Audience: Customer tenant administrators.
Applies to: Reltio Data Cloud tenants after Clone or Snapshot Restore operations
Purpose
This article provides a checklist to verify that a Reltio tenant clone or snapshot restore completed successfully and that search, matching, and downstream analytics are consistent.
Since physical tenant configuration is not clonable, you should compare the physical tenant of the target and source using the following API endpoint. If you need assistance, please open a support ticket.
GET {envUri}/reltio/tenants/{tenantId}Scope & Assumptions
- You have administrator access to the target tenant.
- You can use Reltio Console and/or the Tasks API.
- Replace placeholders in API examples:
https://<env>.reltio.com,<tenant_id>.
Quick Checklist
Confirm Support Operation Status
Ensure the clone/restore request shows Completed in your support case before enabling integrations or write access to the target tenant.
Background: Overview & FAQ — Tenant cloning, backups, and snapshots:
- Cloning is the process of creating an exact copy of an entire tenant in the Reltio platform.
- Restoring from a snapshot will replace your entire environment with the state it was in at the time of the snapshot. Use it only when absolutely necessary, with full awareness of the potential for data loss. If you need a targeted rollback (e.g., only configuration), it is recommended to re-import the saved configuration files manually rather than perform a full restore. Supported data size for free snapshot-and-restore operations is up to 50 TB.
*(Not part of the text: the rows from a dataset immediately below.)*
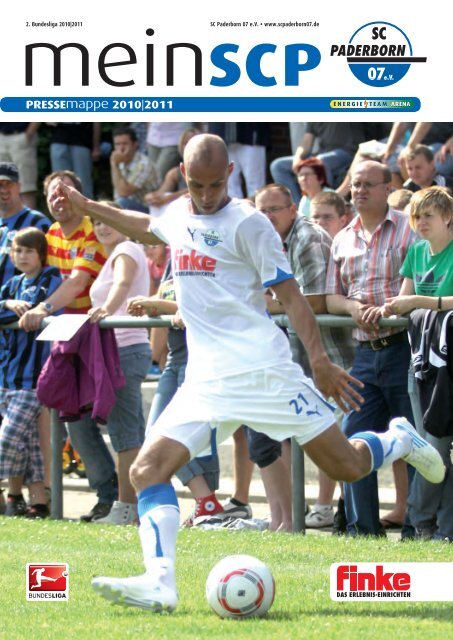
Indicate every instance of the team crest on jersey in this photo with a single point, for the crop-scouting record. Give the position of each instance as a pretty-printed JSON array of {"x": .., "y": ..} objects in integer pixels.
[
  {"x": 211, "y": 237},
  {"x": 192, "y": 233}
]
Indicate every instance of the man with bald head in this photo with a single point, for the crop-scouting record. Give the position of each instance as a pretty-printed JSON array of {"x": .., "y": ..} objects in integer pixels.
[
  {"x": 224, "y": 253},
  {"x": 364, "y": 270}
]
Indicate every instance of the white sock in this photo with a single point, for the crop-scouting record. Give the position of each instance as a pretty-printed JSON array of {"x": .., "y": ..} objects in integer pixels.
[
  {"x": 386, "y": 447},
  {"x": 159, "y": 523}
]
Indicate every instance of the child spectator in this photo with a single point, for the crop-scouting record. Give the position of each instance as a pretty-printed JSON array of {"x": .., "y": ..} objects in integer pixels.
[{"x": 22, "y": 358}]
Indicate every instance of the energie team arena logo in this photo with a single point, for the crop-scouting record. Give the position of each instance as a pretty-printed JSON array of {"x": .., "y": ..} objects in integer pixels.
[{"x": 379, "y": 54}]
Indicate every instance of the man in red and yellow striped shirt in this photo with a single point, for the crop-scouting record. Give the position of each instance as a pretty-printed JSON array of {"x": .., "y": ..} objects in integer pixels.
[{"x": 73, "y": 248}]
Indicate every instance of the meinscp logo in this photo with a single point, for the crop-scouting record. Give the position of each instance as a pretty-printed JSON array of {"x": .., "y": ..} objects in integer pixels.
[
  {"x": 47, "y": 581},
  {"x": 403, "y": 581}
]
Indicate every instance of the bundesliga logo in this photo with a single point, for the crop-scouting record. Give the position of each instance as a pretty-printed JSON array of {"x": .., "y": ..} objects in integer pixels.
[{"x": 47, "y": 581}]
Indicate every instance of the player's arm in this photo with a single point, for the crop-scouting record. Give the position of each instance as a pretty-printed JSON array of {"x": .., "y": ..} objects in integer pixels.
[
  {"x": 132, "y": 224},
  {"x": 330, "y": 379}
]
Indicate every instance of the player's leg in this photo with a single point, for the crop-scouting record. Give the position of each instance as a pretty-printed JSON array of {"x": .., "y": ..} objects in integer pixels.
[
  {"x": 158, "y": 511},
  {"x": 350, "y": 460},
  {"x": 169, "y": 448}
]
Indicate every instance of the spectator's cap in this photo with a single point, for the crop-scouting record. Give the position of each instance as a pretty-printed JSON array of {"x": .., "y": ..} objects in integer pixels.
[{"x": 9, "y": 171}]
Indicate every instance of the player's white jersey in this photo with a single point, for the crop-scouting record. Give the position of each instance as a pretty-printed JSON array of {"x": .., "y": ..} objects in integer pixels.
[{"x": 222, "y": 263}]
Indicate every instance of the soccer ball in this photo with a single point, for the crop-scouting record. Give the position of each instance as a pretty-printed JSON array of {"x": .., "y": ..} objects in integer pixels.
[{"x": 240, "y": 586}]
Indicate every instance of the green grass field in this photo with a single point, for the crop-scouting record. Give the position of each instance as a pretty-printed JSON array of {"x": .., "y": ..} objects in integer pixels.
[{"x": 300, "y": 564}]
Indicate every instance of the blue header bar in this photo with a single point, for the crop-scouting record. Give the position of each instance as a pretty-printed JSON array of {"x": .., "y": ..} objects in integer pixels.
[{"x": 205, "y": 105}]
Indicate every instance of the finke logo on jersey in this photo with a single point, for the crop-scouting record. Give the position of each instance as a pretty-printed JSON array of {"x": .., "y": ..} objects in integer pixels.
[
  {"x": 47, "y": 581},
  {"x": 194, "y": 264}
]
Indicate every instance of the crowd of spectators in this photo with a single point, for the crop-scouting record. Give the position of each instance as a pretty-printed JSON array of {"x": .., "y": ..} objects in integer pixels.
[{"x": 350, "y": 206}]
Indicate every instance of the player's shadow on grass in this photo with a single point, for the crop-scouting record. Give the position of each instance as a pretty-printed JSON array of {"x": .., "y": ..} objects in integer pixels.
[{"x": 423, "y": 610}]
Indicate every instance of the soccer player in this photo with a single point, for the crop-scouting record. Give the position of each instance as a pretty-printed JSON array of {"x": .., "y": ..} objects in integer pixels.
[{"x": 239, "y": 371}]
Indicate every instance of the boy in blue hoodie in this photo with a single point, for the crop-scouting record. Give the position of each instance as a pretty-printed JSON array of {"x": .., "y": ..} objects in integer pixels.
[{"x": 21, "y": 360}]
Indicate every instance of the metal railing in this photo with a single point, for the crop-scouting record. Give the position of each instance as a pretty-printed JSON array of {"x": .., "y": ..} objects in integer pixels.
[{"x": 297, "y": 455}]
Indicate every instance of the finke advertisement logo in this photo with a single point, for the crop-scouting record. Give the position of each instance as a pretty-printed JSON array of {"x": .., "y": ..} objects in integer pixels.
[
  {"x": 403, "y": 581},
  {"x": 47, "y": 581}
]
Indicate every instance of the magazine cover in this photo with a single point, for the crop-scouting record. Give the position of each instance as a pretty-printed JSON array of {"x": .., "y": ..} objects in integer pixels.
[{"x": 203, "y": 168}]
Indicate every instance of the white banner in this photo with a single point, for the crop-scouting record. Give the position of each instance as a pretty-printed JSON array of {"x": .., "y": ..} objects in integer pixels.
[{"x": 169, "y": 61}]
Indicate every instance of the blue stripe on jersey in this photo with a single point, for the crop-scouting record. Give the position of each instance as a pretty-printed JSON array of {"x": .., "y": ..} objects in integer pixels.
[
  {"x": 280, "y": 277},
  {"x": 21, "y": 356}
]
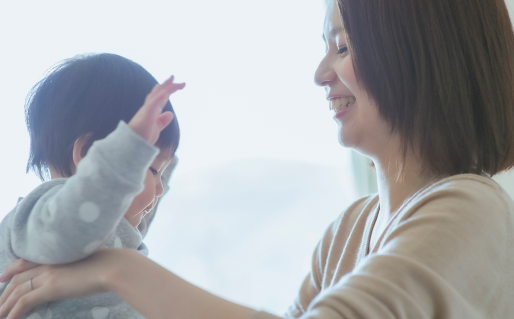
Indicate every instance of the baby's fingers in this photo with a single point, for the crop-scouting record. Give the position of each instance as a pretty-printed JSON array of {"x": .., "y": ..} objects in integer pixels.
[{"x": 161, "y": 92}]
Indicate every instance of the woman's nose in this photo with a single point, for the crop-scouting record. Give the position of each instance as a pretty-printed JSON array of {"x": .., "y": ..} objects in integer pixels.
[
  {"x": 159, "y": 189},
  {"x": 324, "y": 73}
]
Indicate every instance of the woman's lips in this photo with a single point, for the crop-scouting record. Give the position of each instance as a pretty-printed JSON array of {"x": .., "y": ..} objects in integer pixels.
[{"x": 341, "y": 103}]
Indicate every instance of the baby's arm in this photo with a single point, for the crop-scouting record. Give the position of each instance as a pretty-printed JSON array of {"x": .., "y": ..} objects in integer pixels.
[{"x": 64, "y": 222}]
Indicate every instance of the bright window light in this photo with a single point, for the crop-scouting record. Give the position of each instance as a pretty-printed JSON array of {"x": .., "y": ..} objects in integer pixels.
[{"x": 261, "y": 174}]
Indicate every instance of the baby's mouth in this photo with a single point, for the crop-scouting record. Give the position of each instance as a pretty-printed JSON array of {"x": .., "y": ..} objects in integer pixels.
[{"x": 341, "y": 103}]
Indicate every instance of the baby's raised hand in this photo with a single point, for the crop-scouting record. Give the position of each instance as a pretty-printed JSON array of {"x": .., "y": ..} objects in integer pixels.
[{"x": 149, "y": 121}]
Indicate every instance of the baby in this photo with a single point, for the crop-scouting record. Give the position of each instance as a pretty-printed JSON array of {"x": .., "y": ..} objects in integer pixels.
[{"x": 82, "y": 106}]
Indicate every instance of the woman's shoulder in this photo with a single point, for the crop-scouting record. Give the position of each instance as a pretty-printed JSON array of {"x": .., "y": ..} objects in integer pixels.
[
  {"x": 471, "y": 205},
  {"x": 475, "y": 192}
]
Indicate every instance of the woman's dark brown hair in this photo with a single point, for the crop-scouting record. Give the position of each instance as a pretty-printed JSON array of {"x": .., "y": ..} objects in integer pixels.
[{"x": 442, "y": 74}]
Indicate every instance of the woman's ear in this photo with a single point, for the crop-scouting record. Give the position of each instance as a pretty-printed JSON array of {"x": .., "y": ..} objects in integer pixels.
[{"x": 77, "y": 148}]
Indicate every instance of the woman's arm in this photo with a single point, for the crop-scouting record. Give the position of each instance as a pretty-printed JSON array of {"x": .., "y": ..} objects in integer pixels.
[{"x": 149, "y": 288}]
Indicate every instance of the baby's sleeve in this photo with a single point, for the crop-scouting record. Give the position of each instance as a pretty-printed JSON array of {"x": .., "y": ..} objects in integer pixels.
[{"x": 65, "y": 220}]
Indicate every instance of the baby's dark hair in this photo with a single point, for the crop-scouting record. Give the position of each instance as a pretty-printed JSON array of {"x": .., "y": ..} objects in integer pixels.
[{"x": 86, "y": 96}]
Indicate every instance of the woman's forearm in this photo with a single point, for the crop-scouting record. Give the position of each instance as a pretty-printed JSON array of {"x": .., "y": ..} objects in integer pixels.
[{"x": 157, "y": 293}]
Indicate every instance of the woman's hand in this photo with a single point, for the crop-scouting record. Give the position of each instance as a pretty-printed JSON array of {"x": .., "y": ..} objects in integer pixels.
[
  {"x": 54, "y": 282},
  {"x": 148, "y": 122},
  {"x": 150, "y": 289}
]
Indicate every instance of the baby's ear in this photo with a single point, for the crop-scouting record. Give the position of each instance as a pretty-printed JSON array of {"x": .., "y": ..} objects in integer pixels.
[{"x": 78, "y": 147}]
Documentation: https://docs.reltio.com/en/reltio/whats-in-the-box/whats-in-the-box-at-a-glance/tenants-at-a-glance/tenant-architecture/tenant-cloning-backups-and-snapshots
Run a Consistency Check (Search vs. Main Storage) - Only run if a problem is found with the Clone.
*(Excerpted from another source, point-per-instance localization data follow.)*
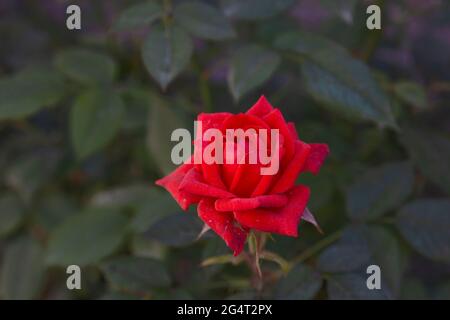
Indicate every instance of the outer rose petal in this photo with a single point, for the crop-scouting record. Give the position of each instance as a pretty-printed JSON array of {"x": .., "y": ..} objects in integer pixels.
[
  {"x": 293, "y": 130},
  {"x": 317, "y": 155},
  {"x": 281, "y": 220},
  {"x": 260, "y": 108},
  {"x": 172, "y": 183},
  {"x": 211, "y": 172},
  {"x": 193, "y": 184},
  {"x": 293, "y": 169},
  {"x": 276, "y": 121},
  {"x": 223, "y": 224},
  {"x": 239, "y": 204}
]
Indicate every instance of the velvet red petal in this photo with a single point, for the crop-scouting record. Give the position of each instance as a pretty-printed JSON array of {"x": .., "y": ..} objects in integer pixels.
[
  {"x": 282, "y": 220},
  {"x": 224, "y": 225},
  {"x": 276, "y": 121},
  {"x": 293, "y": 169},
  {"x": 239, "y": 204},
  {"x": 317, "y": 155},
  {"x": 293, "y": 131},
  {"x": 193, "y": 184},
  {"x": 260, "y": 108},
  {"x": 172, "y": 183},
  {"x": 211, "y": 172}
]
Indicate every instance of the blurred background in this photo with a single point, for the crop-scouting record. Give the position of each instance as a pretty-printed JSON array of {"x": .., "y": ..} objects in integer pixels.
[{"x": 85, "y": 123}]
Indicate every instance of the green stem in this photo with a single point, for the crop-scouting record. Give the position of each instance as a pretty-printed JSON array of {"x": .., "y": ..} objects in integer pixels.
[{"x": 167, "y": 5}]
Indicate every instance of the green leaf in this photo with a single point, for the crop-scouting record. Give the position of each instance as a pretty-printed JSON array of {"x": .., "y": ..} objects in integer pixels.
[
  {"x": 342, "y": 8},
  {"x": 160, "y": 204},
  {"x": 379, "y": 190},
  {"x": 87, "y": 237},
  {"x": 53, "y": 210},
  {"x": 159, "y": 132},
  {"x": 361, "y": 246},
  {"x": 413, "y": 289},
  {"x": 343, "y": 257},
  {"x": 23, "y": 270},
  {"x": 203, "y": 21},
  {"x": 337, "y": 80},
  {"x": 430, "y": 152},
  {"x": 31, "y": 172},
  {"x": 386, "y": 253},
  {"x": 11, "y": 214},
  {"x": 425, "y": 224},
  {"x": 29, "y": 91},
  {"x": 251, "y": 66},
  {"x": 87, "y": 67},
  {"x": 135, "y": 274},
  {"x": 254, "y": 9},
  {"x": 176, "y": 230},
  {"x": 166, "y": 52},
  {"x": 411, "y": 93},
  {"x": 95, "y": 119},
  {"x": 301, "y": 283},
  {"x": 351, "y": 287},
  {"x": 139, "y": 15}
]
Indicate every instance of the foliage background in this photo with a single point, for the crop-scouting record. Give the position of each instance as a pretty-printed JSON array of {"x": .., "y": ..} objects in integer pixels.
[{"x": 85, "y": 119}]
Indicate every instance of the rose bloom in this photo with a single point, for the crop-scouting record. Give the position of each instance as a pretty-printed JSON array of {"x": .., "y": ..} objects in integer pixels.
[{"x": 234, "y": 199}]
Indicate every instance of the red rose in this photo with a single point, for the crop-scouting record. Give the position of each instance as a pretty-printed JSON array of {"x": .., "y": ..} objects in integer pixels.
[{"x": 235, "y": 198}]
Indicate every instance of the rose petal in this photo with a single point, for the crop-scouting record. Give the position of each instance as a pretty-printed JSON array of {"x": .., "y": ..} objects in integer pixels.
[
  {"x": 172, "y": 183},
  {"x": 317, "y": 155},
  {"x": 293, "y": 168},
  {"x": 293, "y": 130},
  {"x": 224, "y": 225},
  {"x": 260, "y": 108},
  {"x": 309, "y": 217},
  {"x": 276, "y": 121},
  {"x": 280, "y": 220},
  {"x": 193, "y": 184},
  {"x": 211, "y": 172},
  {"x": 239, "y": 204}
]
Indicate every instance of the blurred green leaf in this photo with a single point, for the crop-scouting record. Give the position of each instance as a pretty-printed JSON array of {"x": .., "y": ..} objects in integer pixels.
[
  {"x": 343, "y": 257},
  {"x": 166, "y": 52},
  {"x": 28, "y": 91},
  {"x": 87, "y": 237},
  {"x": 95, "y": 119},
  {"x": 361, "y": 246},
  {"x": 430, "y": 152},
  {"x": 301, "y": 283},
  {"x": 342, "y": 8},
  {"x": 134, "y": 274},
  {"x": 11, "y": 213},
  {"x": 425, "y": 224},
  {"x": 413, "y": 289},
  {"x": 154, "y": 208},
  {"x": 159, "y": 132},
  {"x": 411, "y": 93},
  {"x": 139, "y": 15},
  {"x": 203, "y": 21},
  {"x": 254, "y": 9},
  {"x": 53, "y": 210},
  {"x": 123, "y": 196},
  {"x": 23, "y": 270},
  {"x": 379, "y": 190},
  {"x": 251, "y": 66},
  {"x": 351, "y": 287},
  {"x": 386, "y": 252},
  {"x": 86, "y": 66},
  {"x": 443, "y": 291},
  {"x": 31, "y": 172},
  {"x": 342, "y": 83},
  {"x": 176, "y": 230}
]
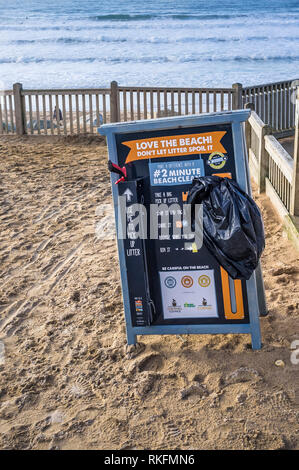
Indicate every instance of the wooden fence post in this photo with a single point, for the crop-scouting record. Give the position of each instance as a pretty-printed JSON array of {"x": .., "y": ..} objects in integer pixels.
[
  {"x": 294, "y": 207},
  {"x": 248, "y": 127},
  {"x": 19, "y": 109},
  {"x": 237, "y": 96},
  {"x": 114, "y": 102}
]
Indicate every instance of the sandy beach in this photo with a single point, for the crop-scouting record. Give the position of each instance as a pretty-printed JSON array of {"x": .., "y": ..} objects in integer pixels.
[{"x": 67, "y": 378}]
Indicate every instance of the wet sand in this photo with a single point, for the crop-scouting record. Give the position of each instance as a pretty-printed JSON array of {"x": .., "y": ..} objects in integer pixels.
[{"x": 67, "y": 379}]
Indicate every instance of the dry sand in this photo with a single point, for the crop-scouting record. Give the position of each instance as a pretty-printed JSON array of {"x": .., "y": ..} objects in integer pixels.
[{"x": 67, "y": 380}]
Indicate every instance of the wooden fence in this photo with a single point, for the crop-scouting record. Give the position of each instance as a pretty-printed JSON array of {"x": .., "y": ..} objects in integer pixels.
[
  {"x": 275, "y": 171},
  {"x": 76, "y": 111}
]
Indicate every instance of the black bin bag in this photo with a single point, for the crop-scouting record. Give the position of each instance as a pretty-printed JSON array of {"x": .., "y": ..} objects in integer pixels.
[{"x": 233, "y": 229}]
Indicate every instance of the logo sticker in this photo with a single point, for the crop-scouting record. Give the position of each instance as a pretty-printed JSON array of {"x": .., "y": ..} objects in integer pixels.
[
  {"x": 204, "y": 280},
  {"x": 170, "y": 282},
  {"x": 217, "y": 160},
  {"x": 187, "y": 281}
]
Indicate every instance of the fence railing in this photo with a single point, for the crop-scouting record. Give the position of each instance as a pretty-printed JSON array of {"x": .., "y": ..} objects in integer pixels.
[
  {"x": 274, "y": 103},
  {"x": 76, "y": 111},
  {"x": 275, "y": 171}
]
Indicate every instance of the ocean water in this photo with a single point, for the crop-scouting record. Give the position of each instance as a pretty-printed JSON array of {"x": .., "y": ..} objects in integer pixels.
[{"x": 195, "y": 43}]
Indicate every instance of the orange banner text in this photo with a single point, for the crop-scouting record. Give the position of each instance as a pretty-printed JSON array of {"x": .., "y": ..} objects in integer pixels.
[{"x": 175, "y": 145}]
This is the primary integrity check to verify search indices are consistent with primary storage. Consistency check refers to the systematic process of ensuring that data remains consistent, accurate, and synchronized across different storage layers, partitions, or components within a system. The Memory Safe Cassandra ES Consistency Task is one of several consistency tasks that can be run to address specific issues detected in your system. These tasks are time-consuming and should be executed based on the specific issues you encounter.
Only run if a problem is found with the complete clone process.
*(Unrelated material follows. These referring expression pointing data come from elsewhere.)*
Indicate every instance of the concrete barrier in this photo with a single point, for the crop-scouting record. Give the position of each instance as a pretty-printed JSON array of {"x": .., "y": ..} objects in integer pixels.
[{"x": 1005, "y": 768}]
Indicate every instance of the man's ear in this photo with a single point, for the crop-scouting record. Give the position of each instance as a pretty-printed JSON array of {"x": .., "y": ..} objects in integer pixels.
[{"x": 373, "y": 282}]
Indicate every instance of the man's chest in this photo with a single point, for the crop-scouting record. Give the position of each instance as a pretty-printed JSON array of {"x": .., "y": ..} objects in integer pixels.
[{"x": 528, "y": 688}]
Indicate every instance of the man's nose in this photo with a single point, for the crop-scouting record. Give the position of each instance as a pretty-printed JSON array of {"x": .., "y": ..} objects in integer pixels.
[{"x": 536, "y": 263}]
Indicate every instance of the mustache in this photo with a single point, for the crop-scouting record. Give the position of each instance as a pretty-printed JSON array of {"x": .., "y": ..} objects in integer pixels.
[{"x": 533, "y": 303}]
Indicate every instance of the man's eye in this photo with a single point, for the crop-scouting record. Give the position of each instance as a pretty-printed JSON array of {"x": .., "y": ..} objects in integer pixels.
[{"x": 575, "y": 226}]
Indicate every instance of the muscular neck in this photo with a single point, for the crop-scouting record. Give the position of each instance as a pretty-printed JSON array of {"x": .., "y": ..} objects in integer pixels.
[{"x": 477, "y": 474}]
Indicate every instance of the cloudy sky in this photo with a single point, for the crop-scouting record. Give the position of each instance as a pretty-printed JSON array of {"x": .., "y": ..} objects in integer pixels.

Conditions where you should run a Memory Safe Cassandra ES Consistency Task (especially after a clone) are all about suspected or observed inconsistency between Cassandra and Elasticsearch.
You should consider running it when you see things like:
Search / UI not reflecting the latest data
Version mismatches between ES and Cassandra
-
Known ES index disruptions around the time of clone
Index rebuilds were interrupted or failed.
Bulk operations or data loads during/after clone that may have skipped ES events.
Any operational incident where ES was unavailable or lagging significantly while writes to Cassandra continued.
-
Entities present in one store but missing in the other
IDs that exist in Cassandra but are absent in ES, or vice versa.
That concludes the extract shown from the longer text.